Firstly, I wanted to thank you for the UQLAB package and this community,
I’m a newcomer to the field of Bayesian inversion, and I’ve been experimenting with the “multiple model outputs” example in the section 2.3 of Bayesian user manual (the process of calibrating a beam parameters based on beam deflection at different spans) trying to to improve my understanding of the entire process.
At first, I made some artificial deflection data based on fixed values of (b,h,p) and variability in (E,L). the Young’s Modulus values(E) are sampled from a normal distribution with a mean value and standard deviation of 50 (GPa) and 4.5 (GPa) respectively. While in the original example the beam length (L) was considered as a fixed value, I’ve considered it to follow a normal distribution with a mean value and standard deviation of 5 (m) and 0.1 (m) respectively.
A noise term sampled from a normal distribution (mean=0 , std dev = 0.5 (mm)) has been added to the artificial deflection data as well.
I ran two models, one with an informative prior and another one with a non-informative prior
informative prior (UQ_main_Informative.m):
non-informative prior (UQ_main_nonInformative.m):
To reduce the number of calibrated model parameters, I’ve considered a fixed discrepancy parameter in both cases with a sigma2= 0.25 (have I chose it correctly based on the std dev of the imposed white noise ?)
according to the discussions I’ve read on here on the convergence check for MCMC, I’ve also increased the MCMC.steps to 1000 to maintain a MPSRF value below 1.1 (MPSRF=1.08).
Below you can find the output I get from the model with informative prior function (UQ_main_Informative.m):
While the posterior mean that I get from this model matches well (within 10% error) with the expected mean value of the sampled “E” and “L” values, but the posterior std_dev show much more deviation than the expected value. I was wondering if there is anything I can do to reach better agreement between my posterior moments and the expected values?

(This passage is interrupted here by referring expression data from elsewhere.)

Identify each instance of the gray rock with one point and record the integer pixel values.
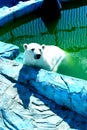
(22, 105)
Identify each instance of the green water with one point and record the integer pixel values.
(68, 32)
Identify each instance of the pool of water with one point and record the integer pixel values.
(68, 31)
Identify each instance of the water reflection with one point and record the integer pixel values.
(69, 32)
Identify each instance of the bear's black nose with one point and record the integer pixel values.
(37, 56)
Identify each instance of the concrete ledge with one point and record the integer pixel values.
(64, 90)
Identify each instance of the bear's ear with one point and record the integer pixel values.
(43, 46)
(25, 46)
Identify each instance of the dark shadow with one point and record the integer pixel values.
(50, 14)
(25, 92)
(9, 3)
(73, 119)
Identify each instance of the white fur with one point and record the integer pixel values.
(51, 56)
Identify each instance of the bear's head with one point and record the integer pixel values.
(34, 50)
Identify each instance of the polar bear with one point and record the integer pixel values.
(47, 57)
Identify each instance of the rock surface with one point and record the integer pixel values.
(21, 107)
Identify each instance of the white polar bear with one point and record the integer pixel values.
(44, 56)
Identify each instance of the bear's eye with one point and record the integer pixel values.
(32, 49)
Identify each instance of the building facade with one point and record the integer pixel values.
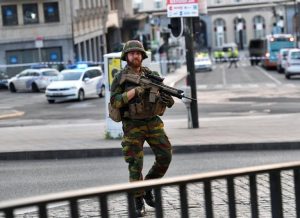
(52, 31)
(228, 21)
(56, 31)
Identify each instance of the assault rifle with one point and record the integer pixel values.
(154, 84)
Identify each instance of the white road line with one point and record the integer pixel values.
(268, 75)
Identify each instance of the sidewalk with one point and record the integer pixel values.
(88, 140)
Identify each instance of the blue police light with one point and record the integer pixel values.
(81, 66)
(39, 66)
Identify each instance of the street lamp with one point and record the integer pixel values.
(240, 27)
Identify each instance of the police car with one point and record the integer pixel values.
(35, 79)
(79, 83)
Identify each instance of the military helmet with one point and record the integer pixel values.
(133, 45)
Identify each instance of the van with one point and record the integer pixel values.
(227, 47)
(256, 50)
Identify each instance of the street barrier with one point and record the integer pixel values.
(259, 191)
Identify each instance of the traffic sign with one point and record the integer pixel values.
(183, 8)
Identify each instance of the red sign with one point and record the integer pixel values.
(182, 1)
(183, 8)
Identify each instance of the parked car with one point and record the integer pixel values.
(256, 51)
(203, 62)
(227, 48)
(282, 59)
(33, 79)
(78, 83)
(292, 65)
(218, 55)
(3, 80)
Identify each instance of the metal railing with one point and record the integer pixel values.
(273, 183)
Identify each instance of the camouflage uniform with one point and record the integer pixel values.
(137, 131)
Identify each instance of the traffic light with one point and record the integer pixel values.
(176, 26)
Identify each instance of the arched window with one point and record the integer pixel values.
(240, 35)
(259, 27)
(220, 32)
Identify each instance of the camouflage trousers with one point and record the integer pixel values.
(136, 132)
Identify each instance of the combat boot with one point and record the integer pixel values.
(139, 207)
(149, 199)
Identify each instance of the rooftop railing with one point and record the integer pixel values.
(259, 191)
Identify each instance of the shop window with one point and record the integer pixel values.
(51, 12)
(9, 15)
(30, 13)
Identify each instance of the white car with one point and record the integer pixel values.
(33, 79)
(203, 62)
(281, 59)
(77, 84)
(292, 65)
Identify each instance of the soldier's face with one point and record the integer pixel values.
(134, 58)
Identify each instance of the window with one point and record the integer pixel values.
(157, 4)
(220, 32)
(51, 12)
(9, 15)
(240, 32)
(259, 27)
(30, 13)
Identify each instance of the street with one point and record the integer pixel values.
(29, 178)
(245, 91)
(242, 91)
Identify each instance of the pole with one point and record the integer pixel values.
(191, 70)
(40, 54)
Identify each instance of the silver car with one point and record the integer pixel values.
(33, 79)
(292, 65)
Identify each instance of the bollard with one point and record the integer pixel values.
(187, 103)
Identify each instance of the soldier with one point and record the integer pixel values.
(233, 55)
(140, 122)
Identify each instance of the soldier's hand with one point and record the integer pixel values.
(139, 91)
(166, 99)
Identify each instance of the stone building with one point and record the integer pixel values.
(61, 30)
(229, 21)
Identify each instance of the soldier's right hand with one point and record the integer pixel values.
(139, 91)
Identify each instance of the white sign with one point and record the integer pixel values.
(182, 8)
(220, 29)
(39, 42)
(259, 26)
(203, 6)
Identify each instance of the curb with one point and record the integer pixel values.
(115, 152)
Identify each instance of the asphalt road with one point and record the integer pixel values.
(28, 178)
(242, 91)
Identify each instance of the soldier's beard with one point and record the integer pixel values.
(134, 63)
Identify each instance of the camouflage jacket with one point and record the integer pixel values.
(142, 108)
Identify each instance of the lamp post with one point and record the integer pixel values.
(240, 27)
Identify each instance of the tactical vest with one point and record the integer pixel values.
(140, 107)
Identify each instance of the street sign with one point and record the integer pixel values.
(202, 6)
(39, 42)
(183, 8)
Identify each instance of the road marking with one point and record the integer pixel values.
(12, 114)
(268, 75)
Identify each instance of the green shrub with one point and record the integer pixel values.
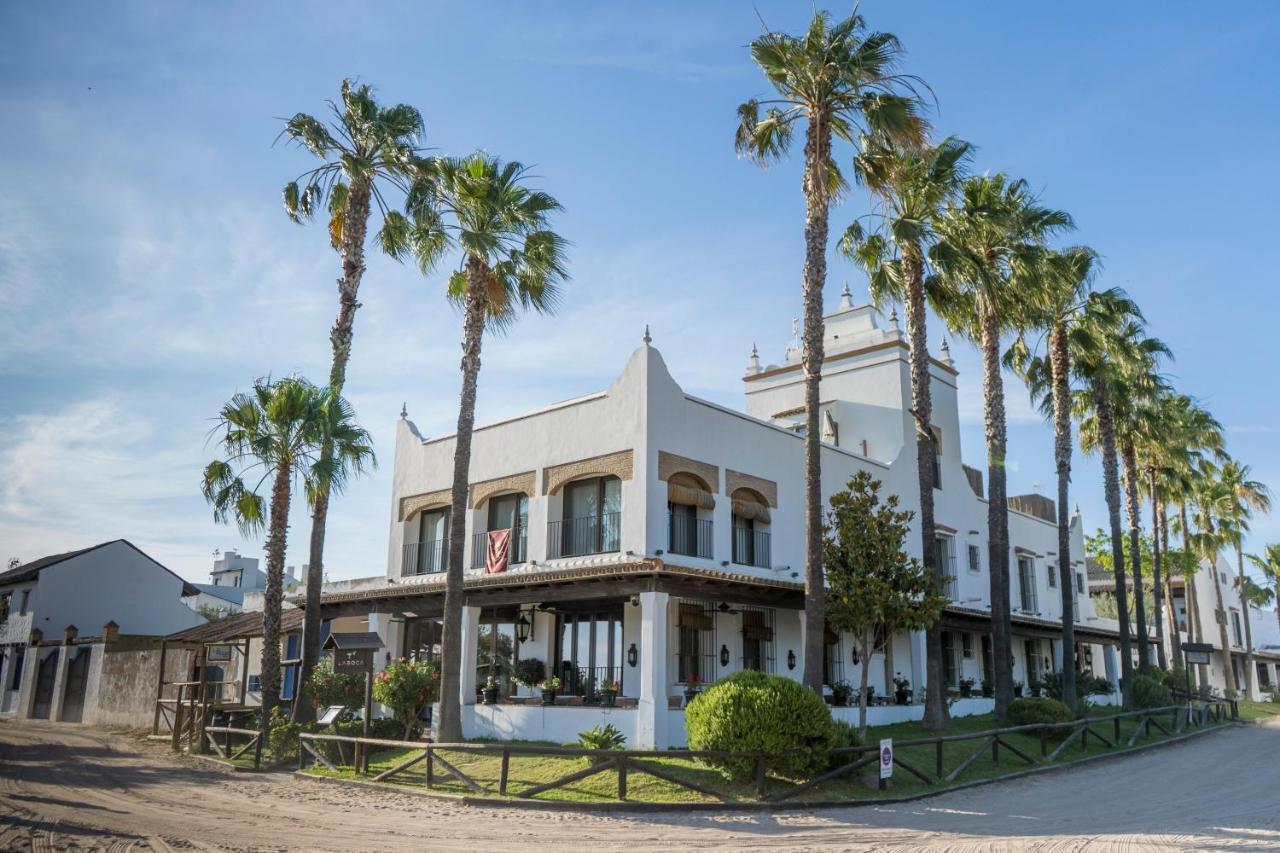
(1148, 692)
(1024, 712)
(757, 712)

I have noticed that the correlation between E and L is very close to 1, which was expected as the deflection formula is in the form of L^4/E. I am wondering if this constitutes an “ill-posed inversion problem” and how I could find a solution for it?

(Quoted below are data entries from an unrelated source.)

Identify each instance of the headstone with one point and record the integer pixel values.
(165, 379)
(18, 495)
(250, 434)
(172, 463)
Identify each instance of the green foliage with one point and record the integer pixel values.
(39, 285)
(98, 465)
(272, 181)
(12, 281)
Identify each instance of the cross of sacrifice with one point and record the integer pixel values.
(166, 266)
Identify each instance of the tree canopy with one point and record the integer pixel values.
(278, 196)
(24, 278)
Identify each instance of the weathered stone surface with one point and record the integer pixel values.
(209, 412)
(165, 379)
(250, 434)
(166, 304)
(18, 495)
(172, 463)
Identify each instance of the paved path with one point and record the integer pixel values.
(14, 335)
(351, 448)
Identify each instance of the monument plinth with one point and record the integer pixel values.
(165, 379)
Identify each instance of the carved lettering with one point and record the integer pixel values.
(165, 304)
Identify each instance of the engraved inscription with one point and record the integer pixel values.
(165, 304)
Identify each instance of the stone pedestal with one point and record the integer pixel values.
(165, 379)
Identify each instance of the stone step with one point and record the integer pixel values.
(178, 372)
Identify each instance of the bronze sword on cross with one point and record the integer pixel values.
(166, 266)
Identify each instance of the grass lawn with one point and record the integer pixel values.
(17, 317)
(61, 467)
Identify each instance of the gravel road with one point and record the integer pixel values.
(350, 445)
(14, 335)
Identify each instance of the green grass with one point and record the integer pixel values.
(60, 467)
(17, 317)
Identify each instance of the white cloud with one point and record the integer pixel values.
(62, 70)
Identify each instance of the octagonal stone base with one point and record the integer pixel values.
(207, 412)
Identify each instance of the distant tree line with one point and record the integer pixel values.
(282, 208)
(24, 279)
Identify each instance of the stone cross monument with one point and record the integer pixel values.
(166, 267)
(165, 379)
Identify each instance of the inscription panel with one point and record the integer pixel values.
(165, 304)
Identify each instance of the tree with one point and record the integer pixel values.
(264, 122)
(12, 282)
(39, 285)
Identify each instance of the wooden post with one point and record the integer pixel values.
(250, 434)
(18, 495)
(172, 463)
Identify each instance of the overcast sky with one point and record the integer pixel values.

Furthermore, I am curious if this issue is related to the problem being an under-constrained inverse problem. If so, how should I determine the appropriate number of deflections at different spans based on the number of calibrated parameters?

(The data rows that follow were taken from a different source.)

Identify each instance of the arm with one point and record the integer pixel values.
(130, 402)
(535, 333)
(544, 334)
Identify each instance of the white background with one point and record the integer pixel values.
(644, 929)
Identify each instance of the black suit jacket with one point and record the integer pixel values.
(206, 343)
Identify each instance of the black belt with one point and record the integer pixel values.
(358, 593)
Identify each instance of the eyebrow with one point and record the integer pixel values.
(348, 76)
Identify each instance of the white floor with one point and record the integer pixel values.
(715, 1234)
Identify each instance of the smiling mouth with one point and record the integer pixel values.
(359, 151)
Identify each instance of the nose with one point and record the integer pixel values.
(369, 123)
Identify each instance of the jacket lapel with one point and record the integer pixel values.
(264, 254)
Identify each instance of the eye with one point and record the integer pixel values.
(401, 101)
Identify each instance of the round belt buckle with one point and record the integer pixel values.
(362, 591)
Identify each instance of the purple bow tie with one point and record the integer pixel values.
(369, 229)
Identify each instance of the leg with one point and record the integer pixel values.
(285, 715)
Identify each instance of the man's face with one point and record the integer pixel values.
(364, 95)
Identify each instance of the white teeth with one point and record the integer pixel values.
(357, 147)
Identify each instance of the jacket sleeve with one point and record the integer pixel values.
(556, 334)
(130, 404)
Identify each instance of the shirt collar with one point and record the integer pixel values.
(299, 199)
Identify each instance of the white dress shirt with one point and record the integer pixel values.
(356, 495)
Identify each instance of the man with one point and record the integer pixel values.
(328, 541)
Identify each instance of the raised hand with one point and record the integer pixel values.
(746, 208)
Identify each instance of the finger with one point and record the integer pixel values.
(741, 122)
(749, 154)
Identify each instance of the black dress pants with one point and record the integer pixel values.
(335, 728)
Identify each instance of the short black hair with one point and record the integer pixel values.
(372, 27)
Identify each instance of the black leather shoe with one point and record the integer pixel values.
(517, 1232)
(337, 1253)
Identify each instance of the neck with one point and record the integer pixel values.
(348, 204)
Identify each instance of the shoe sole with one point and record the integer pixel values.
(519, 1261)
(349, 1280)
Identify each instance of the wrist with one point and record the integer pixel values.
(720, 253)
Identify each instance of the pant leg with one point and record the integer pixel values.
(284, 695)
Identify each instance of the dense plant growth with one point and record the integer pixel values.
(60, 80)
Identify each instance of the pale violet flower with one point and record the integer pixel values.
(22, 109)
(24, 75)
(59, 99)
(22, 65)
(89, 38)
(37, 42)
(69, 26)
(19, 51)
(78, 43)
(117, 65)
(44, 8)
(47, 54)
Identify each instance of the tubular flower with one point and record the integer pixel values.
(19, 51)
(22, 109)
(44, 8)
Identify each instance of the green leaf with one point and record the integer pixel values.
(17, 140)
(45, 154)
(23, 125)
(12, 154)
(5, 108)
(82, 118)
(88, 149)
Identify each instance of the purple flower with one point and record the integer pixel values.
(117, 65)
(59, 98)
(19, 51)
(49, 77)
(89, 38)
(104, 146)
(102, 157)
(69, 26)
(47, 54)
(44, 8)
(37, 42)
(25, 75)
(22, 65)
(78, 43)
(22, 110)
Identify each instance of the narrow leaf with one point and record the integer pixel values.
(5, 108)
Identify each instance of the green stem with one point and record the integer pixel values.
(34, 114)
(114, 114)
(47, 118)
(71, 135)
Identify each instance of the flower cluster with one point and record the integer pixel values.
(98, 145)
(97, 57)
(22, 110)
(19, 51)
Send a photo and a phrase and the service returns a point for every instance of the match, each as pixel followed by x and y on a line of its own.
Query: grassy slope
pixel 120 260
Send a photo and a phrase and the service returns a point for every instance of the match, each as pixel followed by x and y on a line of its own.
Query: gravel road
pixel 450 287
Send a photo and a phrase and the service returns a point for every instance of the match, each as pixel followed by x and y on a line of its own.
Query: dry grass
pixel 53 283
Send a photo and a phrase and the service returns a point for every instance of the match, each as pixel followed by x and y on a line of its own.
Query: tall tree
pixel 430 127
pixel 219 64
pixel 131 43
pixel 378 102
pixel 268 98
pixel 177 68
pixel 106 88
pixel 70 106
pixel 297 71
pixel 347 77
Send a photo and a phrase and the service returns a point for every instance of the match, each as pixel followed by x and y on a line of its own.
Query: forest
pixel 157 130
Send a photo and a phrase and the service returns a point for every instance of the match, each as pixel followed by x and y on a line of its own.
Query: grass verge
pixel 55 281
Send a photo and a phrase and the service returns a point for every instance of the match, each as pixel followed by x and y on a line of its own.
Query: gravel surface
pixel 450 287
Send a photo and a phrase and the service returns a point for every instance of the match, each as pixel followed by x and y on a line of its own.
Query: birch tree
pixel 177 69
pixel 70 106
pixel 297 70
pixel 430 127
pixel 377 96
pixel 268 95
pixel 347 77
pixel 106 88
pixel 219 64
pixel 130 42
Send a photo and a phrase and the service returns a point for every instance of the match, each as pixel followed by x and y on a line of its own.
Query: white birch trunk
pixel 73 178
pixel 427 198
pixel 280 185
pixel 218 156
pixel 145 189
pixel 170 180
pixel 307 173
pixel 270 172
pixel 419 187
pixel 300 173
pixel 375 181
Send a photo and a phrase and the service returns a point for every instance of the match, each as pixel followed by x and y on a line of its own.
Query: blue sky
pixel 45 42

Here’s the output I get from the model with non-informative uniform prior function
As it could be see, in this case the posterior simply doesn’t look like the expected distribution at all. (is there any way to improve the outcome ?)
I’m sorry for this long post and so many questions, you can find the script and the forward model in here (google drive)
Thanks a lot for your time and consideration in advance,